Australia may toughen citizenship rules

The Australian government is considering toughening citizenship rules as part of its anti-terrorism campaign in light of last month's bombings in London.

    John Howard says Australia is a terrorist target

    The key measures being considered are doubling the number of years of permanent residency from two to four before citizenship is granted and more stringent security checks, including international legal checks, Citizenship Minister John Cobb told Australia's Sky News television.

    "Everything is on that table that may be able to tighten our security in an acceptable way," Cobb said.

    "We already do conduct checks before anybody is allowed to migrate to Australia in the first place," he added.

    "If we need perhaps to look at a longer term of permanent residence before getting citizenship, and perhaps more checks before people are actually allowed to go down that route, well so be it."


    Prime Minister John Howard has said Australia, a staunch US ally which has sent troops to Iraq and Afghanistan, is a terrorist target and the country has been on medium level security alert since shortly after the 11 September 2001 attacks on the US.

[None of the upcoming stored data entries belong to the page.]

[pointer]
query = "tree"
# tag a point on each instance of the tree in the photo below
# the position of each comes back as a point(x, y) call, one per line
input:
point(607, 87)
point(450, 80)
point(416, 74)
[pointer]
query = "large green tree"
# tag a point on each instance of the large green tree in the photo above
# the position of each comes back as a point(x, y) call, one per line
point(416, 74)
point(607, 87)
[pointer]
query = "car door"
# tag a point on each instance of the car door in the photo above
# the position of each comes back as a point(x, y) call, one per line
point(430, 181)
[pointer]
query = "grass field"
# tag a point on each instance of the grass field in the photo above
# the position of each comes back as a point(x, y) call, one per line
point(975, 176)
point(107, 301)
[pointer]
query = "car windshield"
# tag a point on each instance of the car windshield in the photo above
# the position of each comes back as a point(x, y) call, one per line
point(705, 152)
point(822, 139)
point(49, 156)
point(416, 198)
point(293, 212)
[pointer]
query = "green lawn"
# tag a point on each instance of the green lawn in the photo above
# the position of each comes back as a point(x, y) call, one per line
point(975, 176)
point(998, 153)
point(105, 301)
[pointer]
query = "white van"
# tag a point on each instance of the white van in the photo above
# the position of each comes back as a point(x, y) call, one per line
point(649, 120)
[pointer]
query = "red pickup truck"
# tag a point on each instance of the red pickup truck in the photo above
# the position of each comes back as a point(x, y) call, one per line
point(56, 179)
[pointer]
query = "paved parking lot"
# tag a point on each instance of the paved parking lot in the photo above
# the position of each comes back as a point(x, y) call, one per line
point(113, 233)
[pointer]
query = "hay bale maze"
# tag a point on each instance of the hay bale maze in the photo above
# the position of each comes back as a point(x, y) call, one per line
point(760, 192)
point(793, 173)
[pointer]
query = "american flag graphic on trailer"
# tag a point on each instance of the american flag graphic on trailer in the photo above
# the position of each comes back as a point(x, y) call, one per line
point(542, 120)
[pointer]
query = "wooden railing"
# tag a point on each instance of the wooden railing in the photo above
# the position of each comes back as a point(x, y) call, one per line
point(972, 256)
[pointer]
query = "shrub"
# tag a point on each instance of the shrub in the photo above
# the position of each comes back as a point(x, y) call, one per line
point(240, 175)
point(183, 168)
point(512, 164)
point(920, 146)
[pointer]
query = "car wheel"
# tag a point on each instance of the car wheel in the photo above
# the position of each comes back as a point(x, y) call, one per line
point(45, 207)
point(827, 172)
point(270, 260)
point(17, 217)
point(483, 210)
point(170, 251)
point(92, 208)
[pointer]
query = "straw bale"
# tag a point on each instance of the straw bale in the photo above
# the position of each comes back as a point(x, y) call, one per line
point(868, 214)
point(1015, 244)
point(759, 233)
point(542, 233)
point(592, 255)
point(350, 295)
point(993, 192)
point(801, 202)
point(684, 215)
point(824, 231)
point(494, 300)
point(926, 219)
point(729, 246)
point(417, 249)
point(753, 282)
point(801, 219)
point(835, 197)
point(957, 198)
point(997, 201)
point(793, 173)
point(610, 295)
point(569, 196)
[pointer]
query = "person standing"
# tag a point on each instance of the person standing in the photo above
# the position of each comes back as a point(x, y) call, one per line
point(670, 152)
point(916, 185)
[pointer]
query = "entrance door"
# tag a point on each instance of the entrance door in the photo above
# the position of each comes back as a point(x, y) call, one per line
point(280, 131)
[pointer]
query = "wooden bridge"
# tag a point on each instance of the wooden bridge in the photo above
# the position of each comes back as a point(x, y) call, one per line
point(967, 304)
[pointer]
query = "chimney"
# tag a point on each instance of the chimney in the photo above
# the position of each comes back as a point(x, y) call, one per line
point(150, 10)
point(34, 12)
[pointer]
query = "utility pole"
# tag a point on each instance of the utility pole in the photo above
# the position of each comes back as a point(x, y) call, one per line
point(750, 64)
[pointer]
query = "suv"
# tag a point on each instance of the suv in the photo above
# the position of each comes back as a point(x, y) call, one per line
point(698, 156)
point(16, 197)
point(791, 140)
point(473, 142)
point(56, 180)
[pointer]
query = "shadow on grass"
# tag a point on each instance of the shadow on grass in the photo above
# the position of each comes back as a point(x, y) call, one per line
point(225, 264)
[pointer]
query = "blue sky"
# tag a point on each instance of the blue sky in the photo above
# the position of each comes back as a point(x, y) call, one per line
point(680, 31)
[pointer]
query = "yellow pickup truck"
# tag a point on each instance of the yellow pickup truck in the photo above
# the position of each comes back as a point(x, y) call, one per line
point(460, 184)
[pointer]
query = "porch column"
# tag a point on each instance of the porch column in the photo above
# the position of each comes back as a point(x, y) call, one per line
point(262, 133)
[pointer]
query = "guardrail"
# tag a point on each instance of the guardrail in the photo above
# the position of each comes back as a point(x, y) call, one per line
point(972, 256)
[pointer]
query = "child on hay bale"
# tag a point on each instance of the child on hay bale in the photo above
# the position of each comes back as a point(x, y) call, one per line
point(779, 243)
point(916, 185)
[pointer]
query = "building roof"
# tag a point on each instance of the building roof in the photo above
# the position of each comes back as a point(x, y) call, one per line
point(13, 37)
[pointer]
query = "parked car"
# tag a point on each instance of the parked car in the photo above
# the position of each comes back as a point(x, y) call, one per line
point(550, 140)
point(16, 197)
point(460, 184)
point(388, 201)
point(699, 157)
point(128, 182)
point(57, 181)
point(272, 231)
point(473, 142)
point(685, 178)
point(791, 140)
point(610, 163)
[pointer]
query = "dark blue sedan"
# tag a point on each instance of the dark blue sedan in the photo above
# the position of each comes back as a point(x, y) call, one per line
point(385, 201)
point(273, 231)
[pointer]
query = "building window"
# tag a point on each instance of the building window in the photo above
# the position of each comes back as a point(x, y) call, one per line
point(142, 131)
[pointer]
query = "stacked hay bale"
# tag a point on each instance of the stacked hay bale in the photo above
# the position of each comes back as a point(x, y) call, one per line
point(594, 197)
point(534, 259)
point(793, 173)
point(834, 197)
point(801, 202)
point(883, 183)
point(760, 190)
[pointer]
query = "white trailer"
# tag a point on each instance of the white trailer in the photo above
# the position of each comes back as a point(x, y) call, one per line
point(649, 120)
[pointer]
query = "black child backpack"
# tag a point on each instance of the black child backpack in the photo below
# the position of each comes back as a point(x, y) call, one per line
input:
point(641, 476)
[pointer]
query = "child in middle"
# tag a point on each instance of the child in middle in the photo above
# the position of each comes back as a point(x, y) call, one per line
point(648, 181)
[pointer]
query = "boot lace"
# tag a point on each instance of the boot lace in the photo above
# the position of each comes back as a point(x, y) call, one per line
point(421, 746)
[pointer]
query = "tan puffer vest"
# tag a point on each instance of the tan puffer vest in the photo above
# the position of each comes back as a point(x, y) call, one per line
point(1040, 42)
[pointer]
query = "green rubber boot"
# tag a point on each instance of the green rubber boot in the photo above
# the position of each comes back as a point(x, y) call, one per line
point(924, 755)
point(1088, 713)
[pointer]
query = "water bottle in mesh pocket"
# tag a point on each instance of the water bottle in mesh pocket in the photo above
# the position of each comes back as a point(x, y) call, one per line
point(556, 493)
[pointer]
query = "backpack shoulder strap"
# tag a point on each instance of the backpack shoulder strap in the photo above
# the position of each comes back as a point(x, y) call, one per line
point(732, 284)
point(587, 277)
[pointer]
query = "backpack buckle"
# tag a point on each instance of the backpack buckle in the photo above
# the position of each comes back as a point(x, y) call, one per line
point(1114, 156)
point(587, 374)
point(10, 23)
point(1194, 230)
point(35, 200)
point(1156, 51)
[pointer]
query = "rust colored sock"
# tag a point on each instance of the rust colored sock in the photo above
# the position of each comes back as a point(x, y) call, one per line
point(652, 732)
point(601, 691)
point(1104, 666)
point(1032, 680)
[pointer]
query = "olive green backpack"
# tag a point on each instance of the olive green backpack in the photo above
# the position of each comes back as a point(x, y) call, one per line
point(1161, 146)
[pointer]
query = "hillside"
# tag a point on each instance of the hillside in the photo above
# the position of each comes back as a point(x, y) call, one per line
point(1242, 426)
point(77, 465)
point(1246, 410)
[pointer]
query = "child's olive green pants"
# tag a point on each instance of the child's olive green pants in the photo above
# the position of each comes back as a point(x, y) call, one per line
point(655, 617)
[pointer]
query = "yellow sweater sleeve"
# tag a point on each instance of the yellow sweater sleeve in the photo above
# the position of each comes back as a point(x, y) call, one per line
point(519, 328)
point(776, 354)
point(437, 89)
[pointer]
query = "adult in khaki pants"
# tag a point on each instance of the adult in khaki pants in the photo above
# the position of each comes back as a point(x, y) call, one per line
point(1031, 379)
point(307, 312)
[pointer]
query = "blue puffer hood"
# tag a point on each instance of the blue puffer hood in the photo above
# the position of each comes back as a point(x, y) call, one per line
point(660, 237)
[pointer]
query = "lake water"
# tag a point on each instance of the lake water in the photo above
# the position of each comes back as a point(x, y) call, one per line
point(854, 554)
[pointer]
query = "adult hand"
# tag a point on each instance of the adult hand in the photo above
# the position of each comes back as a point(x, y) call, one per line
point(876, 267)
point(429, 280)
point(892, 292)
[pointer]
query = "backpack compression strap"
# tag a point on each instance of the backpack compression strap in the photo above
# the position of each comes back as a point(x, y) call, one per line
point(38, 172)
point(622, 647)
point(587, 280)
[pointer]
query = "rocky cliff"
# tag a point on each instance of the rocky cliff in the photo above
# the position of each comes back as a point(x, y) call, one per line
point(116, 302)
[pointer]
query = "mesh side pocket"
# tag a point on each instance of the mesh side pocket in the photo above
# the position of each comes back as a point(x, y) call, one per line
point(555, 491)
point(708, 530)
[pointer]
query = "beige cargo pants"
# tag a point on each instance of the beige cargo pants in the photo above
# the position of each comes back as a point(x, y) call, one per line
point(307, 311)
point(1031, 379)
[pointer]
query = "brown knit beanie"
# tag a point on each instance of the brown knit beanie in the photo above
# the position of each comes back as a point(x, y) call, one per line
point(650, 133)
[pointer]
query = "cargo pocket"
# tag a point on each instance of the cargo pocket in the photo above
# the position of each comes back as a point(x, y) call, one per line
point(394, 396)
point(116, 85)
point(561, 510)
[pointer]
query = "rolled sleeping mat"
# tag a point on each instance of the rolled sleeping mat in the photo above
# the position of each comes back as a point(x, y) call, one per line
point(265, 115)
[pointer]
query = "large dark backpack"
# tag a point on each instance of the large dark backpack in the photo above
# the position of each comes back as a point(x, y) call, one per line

    Australia has never suffered a
    major peacetime attack at home

    Australia has never suffered a major peacetime attack at home, but security officials are concerned the country's multi-cultural population may produce "home grown" militants similar to the four bombers who killed themselves and 52 other people when they detonated bombs on 7 July in London.

    Australian Federal Police Commissioner Mick Keelty said in August that up to 60 suspected militants in Sydney and Melbourne were under surveillance.

    Civil liberties campaigners cautioned against stricter citizenship rules.

    "This sort of policy could be used to discriminate unfairly against people who the government just don't like because they happen to have visited somewhere or taken some other actions which is innocent and explainable, but doesn't fit the government's policy," said Cameron Murphy, president of The Council for Civil Liberties.